A educação é apresentada como meio fundamental para o desenvolvimento do ser cultural. Segundo o autor:
Educar é criar cenários, cenas e situações em que, entre elas e eles, pessoas, comunidades aprendentes de pessoas, símbolos sociais e significados da vida e do destino possam ser criados, recriados, negociados e transformados. Aprender é participar de vivências culturais(...) (p.26).
PENSAR O SABER, PENSAR O PODER
Nesse item a proposta do autor é iniciar uma reflexão sobre o lugar e o sentido da cultura e como o trabalho dos educadores influencia o processo da formação do conhecimento (p. 103).

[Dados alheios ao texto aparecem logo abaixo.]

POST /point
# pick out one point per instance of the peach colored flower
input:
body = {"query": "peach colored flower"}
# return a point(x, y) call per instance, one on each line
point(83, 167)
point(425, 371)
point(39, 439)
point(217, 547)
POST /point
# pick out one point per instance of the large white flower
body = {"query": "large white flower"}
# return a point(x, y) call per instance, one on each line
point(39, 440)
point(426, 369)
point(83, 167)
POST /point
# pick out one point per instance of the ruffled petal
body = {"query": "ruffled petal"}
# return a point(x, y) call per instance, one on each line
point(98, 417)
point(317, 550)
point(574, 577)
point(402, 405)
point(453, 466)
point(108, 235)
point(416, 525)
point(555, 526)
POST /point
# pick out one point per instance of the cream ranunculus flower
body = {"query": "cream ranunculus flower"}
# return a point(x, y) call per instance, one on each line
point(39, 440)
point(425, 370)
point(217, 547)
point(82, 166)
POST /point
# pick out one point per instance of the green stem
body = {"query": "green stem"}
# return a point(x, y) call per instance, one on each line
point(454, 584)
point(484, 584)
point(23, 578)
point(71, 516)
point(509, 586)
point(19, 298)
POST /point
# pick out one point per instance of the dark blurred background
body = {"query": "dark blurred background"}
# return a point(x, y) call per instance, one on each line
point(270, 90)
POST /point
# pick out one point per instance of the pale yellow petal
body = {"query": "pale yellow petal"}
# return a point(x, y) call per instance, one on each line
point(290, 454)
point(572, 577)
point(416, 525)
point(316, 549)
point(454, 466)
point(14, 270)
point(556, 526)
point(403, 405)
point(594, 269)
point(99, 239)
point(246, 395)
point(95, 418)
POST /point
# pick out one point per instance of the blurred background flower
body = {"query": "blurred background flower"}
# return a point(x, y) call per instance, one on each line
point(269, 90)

O significado da cultura passou, segundo o autor, a ser repensado a partir da crítica do sentido político da educação, da própria cultura e do domínio do saber. Os processos culturais de reprodução do saber tornaram-se um instrumento de realização de poder, a serviço de uma classe dominante (p. 104).
O conceito de cultura, nessa discussão, é apresentado como um processo resultante, um substrato de situações de enfrentamento e de autonomia em relação a esse domínio cultural (p. 105).
A idéia de cultura popular, a partir de 1960, surgiu motivada pela militância de grupos que visavam um "trabalho junto ao povo" (p.106).
O trabalho das práticas participativas, desenvolvido a partir de "movimentos de cultura popular", por um lado corresponderam a urgência da ação, mas por outro, provocaram uma "reificação" danosa dos processos sociais de reprodução e transformação da cultura, refletindo uma "ideologia da participação" (p.106-107).
A CULTURA COMO SÍMBOLO
Neste tópico o autor disserta sobre os diferentes teóricos, que contribuíram com idéias e compreensões a respeito da cultura. Cita Pierre Bourdieu, Kant, Marx e Weber entre outros.
O que é possível extrair como contribuição significativa para a formulação do conceito de cultura, no presente trabalho, consiste em como a idéia de cultura foi difundida. Segundo o autor, o sentido da cultura na questão do poder é resultante de relações determinadas pela desigualdade e o arbítrio, traduzido por idéias, valores e símbolos da cultura que ocultam a força do próprio arbítrio, servindo à legitimidade da ordem social (p.108).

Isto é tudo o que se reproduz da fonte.